By the way, the Signal encryption protocol is based on OTR. Why not PGP? Pretty good privacy? Maybe, but just for few years With PGP the keys are permanent, scoundrels can store your encrypted messages for years, but one day they will get your key and all your messages will be read, both old and new. This is why PGP is mostly used in asynchronous messaging, memos, e-mails and so on. OTR operates on the principle of ephemeral key exchange for each session, so there is no such a problem do not decrypt now, goodbye. Signal developers went one step further; one correspondence session can be damn long and store a lot of information, so Signal uses a new key for each message. This is not the only advantage of Signal protocol over OTR you can read more on the developer’s website.
Could a story like Lavabit or Truecrypt happen to Signal developers? National security sheets are not magic (NSLs).
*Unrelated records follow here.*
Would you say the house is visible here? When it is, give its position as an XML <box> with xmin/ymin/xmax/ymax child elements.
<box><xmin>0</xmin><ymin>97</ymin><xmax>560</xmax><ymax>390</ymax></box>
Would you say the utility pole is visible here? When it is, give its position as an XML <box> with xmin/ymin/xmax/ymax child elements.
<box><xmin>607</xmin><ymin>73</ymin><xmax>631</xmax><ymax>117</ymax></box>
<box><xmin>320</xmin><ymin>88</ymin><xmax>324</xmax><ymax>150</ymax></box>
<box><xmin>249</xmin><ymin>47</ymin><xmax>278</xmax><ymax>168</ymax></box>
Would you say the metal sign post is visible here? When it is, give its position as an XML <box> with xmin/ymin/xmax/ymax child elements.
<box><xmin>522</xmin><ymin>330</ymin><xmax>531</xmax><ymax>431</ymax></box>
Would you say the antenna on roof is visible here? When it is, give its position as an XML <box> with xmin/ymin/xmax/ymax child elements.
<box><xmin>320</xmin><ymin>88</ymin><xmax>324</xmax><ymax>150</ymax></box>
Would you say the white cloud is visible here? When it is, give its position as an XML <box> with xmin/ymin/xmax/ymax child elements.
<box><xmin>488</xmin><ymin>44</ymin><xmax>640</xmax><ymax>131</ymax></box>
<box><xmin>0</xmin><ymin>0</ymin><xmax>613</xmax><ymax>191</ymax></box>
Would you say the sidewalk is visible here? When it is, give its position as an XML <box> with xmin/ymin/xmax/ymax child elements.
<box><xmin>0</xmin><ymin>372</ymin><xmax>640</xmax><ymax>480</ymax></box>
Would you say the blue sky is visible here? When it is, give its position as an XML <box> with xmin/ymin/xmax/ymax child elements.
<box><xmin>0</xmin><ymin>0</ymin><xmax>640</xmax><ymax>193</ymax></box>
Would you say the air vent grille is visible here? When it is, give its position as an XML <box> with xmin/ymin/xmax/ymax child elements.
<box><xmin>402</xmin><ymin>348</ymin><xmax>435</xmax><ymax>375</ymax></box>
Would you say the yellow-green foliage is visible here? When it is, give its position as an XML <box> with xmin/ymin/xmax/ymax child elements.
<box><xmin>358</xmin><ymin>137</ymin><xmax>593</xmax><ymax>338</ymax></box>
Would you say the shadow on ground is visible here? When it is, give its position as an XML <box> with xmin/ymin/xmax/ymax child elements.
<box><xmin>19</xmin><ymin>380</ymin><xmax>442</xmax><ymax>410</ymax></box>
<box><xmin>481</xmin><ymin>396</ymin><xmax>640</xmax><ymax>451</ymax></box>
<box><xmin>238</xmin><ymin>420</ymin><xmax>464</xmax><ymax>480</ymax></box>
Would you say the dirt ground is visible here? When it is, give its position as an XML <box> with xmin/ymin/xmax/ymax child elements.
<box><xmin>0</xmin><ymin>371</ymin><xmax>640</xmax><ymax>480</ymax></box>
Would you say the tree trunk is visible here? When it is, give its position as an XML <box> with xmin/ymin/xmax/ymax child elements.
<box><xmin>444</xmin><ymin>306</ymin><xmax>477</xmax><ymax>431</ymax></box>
This issue was discussed at DEF CON 24. Oh and by the way, you can check yourself or the binary code from google play is the same as you get from the source code on Github (note the site where the source code of the application is published), how to do it here
Signal for the phone asks for Google Apps? Yes, it does. They are only used to deliver notifications in the Android environment, If you are horrified by the word Google, you can install microG on your Cyanogenmod (note Android firmware with fully open source), but I was part of a discussion on this topic and it was concluded that by replacing Google apps with third-party apps, you are opening your device as a whole to a host of other vulnerabilities. Gapps are not a virus, by setting up the app properly it won’t collect information about you.
Oh, yeah, here we go. the request was from the authorities to Open Whisper Systems. They provided the court with everything they had 2 phone numbers and nothing else, because nothing else not . was recorded as a whole. The left SIM card solves that issue.
To register in Signal you need to receive a call, sms activation from a third party phone will not work. It is not obligatory to use your phone for registration and you can also install Genymotion Virtual Machine and create your own Android phone. It’s true with this approach it will be a bit difficult to activate the application on your PC, but I was able to (note, you can use your PC’s webcam in Genymotion to sync with your PC when activating).
The only thing missing from Signal is the option to sign up with a good old fashioned username and password.
This article is written to encourage our community to switch to signal. It will become more convenient, safer and more productive. (c) Harley Quinn X)
Yes, and the last thing Edward Snowden recommends Signal.